By Blanca Moreno | June 1, 2020
For this year’s Innovation issue, Avenue talked to six different leaders who host meetups for the city’s brightest minds within specific communities. From women-owned entrepreneurial events, tech, and data analyzing programs, to how local food companies can expand, these creative innovators are paving the way for Edmonton’s ideas of tomorrow.
COVID-19 update: Please check the websites and social media for updates and changes to the events.
Hosted by Innovate Edmonton, the Edmonton Innovation Ecosystem Community (EIEC) is a bi-monthly meeting where entrepreneurs come together to discuss ideas and opportunities, with a focus on tech startups. They give entrepreneurs —including students, early-stage startups and scaleup companies —the chances to have their voices heard and to learn about available assistance, in an entrepreneurial ecosystem that brings innovators together from students and investors to service providers and all orders of government, says Alex Hryciw, director of strategy at Innovate Edmonton. “The city and the provincial government [are] taking an interest in what’s going on in innovation, and how can we invest in it, and we want to make sure that the entrepreneur community is well represented,” says Ashlyn Bernier, co-chair of the Edmonton Advisory Council on Startups. This July, the meeting will be hosted virtually.
Uproot Food Collective Breakfast Sessions are about bringing together local food producers and sharing innovative ideas about anything from marketing and branding to learning how to reach a broader audience for companies still in their early stages. The sessions serve as a platform for local food producers to connect and find opportunities to expand together because “the tech industry has these spaces where people share ideas and find opportunities together, and we don’t really have that in the food producer’s industry”, says Chris Lerohl, CEO of Uproot Food Collective. The meetups serve as a way “to build that community and ecosystem and have that regular touchpoint for everybody to be able to find out how we can collaborate and work together and build this industry.” Currently, the organizers are considering hosting the next meeting as a webinar, and they advise potential participants to check Uproot’s social media for updates. The June session will cover food safety and HACCP certification.

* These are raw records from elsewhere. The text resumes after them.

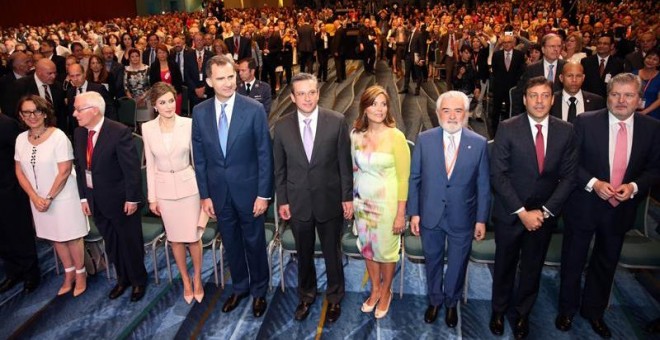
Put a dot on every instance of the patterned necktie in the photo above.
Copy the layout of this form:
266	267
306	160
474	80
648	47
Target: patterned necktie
540	147
450	156
223	128
572	109
620	159
47	94
308	138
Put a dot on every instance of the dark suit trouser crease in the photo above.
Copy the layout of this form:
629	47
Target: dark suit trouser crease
514	243
601	269
445	291
244	239
125	246
330	237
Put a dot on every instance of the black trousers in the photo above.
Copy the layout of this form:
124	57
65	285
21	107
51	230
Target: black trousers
516	244
17	247
304	233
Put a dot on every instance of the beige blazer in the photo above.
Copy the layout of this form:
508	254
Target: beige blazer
170	174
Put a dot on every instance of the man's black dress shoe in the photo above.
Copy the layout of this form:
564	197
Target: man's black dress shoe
496	324
117	291
521	330
30	285
431	313
8	284
334	312
653	326
302	311
600	327
138	293
232	302
563	322
259	306
451	317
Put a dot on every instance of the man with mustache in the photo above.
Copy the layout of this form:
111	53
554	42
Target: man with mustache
532	179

The C-Tribe Festival is a five-day festival that brings together innovators, creators and celebrates diversity, catering to tech innovators and bringing them together with potential customers and investors. The festival also benefits musicians who can perform there and get in touch with label managers or new audiences..This year C-Tribe will have a Tokyo Street culture theme night with food, music and entertainment. Sahr Saffa, founder, and executive chairperson of C-Tribe, says the festival is about “giving the place for people to converge from different industries, perspectives and backgrounds.”

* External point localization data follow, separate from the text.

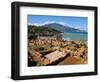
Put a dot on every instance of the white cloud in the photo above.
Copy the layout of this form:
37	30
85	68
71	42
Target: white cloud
47	22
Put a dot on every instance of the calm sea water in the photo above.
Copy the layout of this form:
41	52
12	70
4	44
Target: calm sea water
75	36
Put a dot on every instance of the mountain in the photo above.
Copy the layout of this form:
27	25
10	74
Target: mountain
62	28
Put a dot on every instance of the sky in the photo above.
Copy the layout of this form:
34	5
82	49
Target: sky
75	22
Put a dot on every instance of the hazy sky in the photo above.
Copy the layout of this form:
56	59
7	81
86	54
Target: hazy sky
75	22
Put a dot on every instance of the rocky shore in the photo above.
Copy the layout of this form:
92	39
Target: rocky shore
56	52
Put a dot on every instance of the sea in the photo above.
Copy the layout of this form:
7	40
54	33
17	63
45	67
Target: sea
82	36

In March 2020, Think Indigenous celebrated its sixth year with an event that had 800 people on a waitlist. Think Indigenous is an education conference that focuses on implementing Indigenous knowledge and decolonization into the school systems. “This is just a platform to bring that forward and the key behind all of it is to highlight those programs and those schools and those education entities that are thinking through an indigenous lens and really returning those concepts to our children,” says Chris Scribe, executive director and founder of the event.
SHEInnovates is a group made up of women from all over Alberta that gets together to recognize the efforts of women who normally don’t receive it. The meetups happen three to four times a year where women from all sorts of industries come together and celebrate each other. In 2019, they recognized over 70 Alberta women who come from various fields. Jennifer Koury, co-chair of the first global chapter for SHEInnovates, based in Alberta, says “the purpose of SHEInnovates is to recognize those women that are making a difference in our communities through innovation. They could be from the government, academia, public or private sector, or be entrepreneu. We…connect them with investment funders, giving them a skill set, or mentoring”.
Edmonton Power Bi User Group are meetups co-hosted by Nagasatya Devarakonda and James Niblock with Alcanna Inc., Brad Shopland with DynaLIFE Medical Labs, and Iteration Insights, a data analytics company that focuses on helping other companies modernize their business processes. Its events bring together innovators who are interested in math, data and technology. During the Power Bi User Group meetups, attendees demo new technology and, in January, they demoed a “data-driven house hunting device to utilize an interactive map…to figure out where your ideal place to live would be, based on your budget, crime rate comfortability and need to be near schools,” says Renata Kalsbeek, marketing coordinator for Iteration Insights. “It’s important in the technology space to work together and keep up with everything that’s changing in the industry, and we believe that these user groups are a great way to hear all the different perspectives.”